Moreira: São dois equívocos. O primeiro é que é um ato político, não é um ato jurídico. E um ato político do presidente da República, segundo está escrito na Constituição, pode ser visto, debatido pelo Supremo. O segundo ponto, a nomeação, consequentemente o trato do problema, é exclusivo do presidente da República. Está lá escrito que é privativo do presidente.
Valor: A judicialização da política está chegando a um momento complicado, não?
Moreira: E isso gera insegurança jurídica geral. E há outra coisa em relação a essa nomeação, que é a razão posta. Criar um impedimento novo, que não existe em lei, quantas empresas – na área industrial, financeira, na agropecuária, na área de comunicações, algumas até concessões públicas, quantas delas têm ações trabalhistas, e nem por isso as pessoas são consideradas inidôneas para o exercício das suas funções. Ela foi indicada pelo PTB, o primeiro partido a fechar questão num projeto tão fundamental para o país, que é a Previdência. O presidente entende esses fatos todos, mas ele poderia ter feito o que fez o então presidente do Senado, Renan Calheiros, que se recusou a cumprir uma decisão judicial do Supremo. Ele sabe, porém, que o respeito institucional é um fundamento necessário para uma sociedade estável e uma das armas mais eficazes do combate à intolerância, porque evita criar situações de grande tensão.
Valor: Outra questão que está esbarrando em dificuldades políticas é a Eletrobras.
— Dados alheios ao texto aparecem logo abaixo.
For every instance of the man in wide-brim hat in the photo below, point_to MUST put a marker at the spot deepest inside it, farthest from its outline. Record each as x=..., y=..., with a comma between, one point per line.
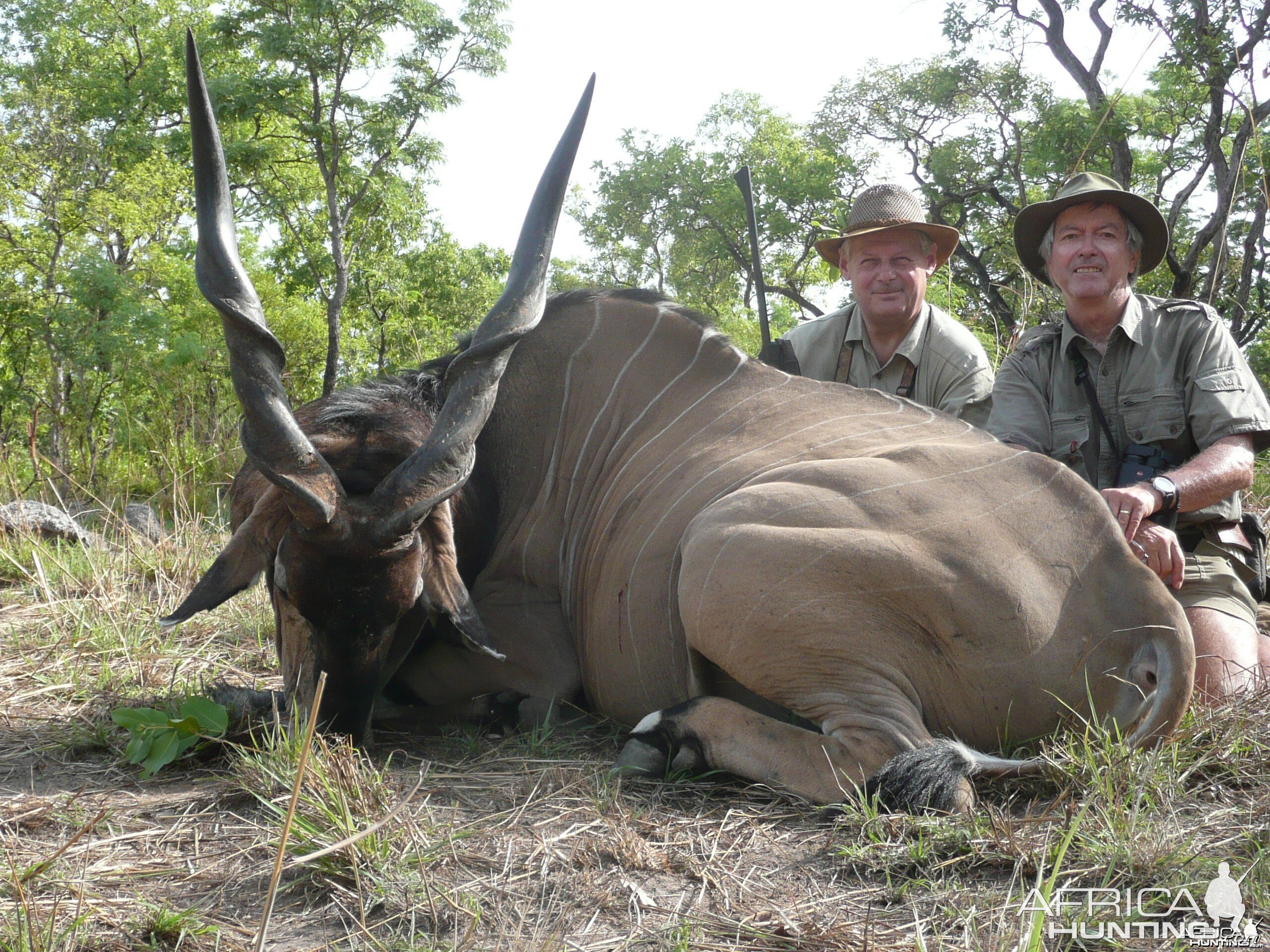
x=1152, y=403
x=889, y=338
Moreira: A Eletrobras esbarra na mesma questão que gera essa insegurança, até uma certa insensatez, que é você procurar pelo em ovo. Foi mandada uma medida provisória que não cuida da…
Valor: Privatização.
Moreira: Ela não vai ser privatizada, ela vai ser descotizada, são mecanismos distintos.
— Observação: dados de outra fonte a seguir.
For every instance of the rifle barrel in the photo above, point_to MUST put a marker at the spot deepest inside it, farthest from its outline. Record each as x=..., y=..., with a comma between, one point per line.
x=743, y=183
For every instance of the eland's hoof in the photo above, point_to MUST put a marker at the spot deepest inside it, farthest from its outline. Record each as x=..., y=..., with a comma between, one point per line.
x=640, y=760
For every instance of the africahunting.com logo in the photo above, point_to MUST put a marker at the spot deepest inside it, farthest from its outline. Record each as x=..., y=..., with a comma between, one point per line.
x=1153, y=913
Valor: A MP põe a Eletrobras no Plano Nacional de Desestatização, mas o xis da questão hoje é o projeto de lei da modelagem.
Moreira: Está pronto.
Valor: Por que o presidente não assinou?
Moreira: Por que o Congresso está fechado. Assim que abrir vai querer votar a Previdência.
Valor: E o leilão da Ferrovia Norte-Sul?
Moreira: Vai entrar agora.
Valor: A Valec não consegue concluir um pequeno trecho…
Moreira: Esse trecho pequenininho vai entrar. Numa queda de braço que é natural que tenha, afinal de contas o contraditório é importante, mas ele vai ser incorporada na concessão.
Valor: Faz o leilão e quem ganhar termina esse trecho?
Moreira: Claro.
Valor: E o decreto da devolução das concessões, quando sai?
Moreira: Já houve aprovação no Congresso e agora é preciso esse decreto que a área jurídica está avaliando. Veja só: esse clima de ver malfeito em cada atitude gera uma insegurança na administração, tanto técnica quanto jurídica, enorme. O Rodrigo Maia disse ontem que o Judiciário está paralisando o país.
Valor: Por outro lado é bom que se tenha todo o cuidado, não?
Moreira: Cuidado é uma coisa. Paralisar, inibir é outra.
Valor: O governo vai apoiar algum candidato a presidente?
Moreira: A questão eleitoral não está na nossa pauta. Se a Previdência passar, vamos ter uma eleição; se a Previdência não passar, vamos ter outra eleição. Você vai para aqueles programas que o público participa, é inevitável que aposentados perguntem ‘E eu, como é que fico, o que o senhor vai fazer? No Rio Grande do Norte, no Rio Grande do Sul, Rio de Janeiro, Minas Gerais, que está com salários atrasados, o que vai se perguntar?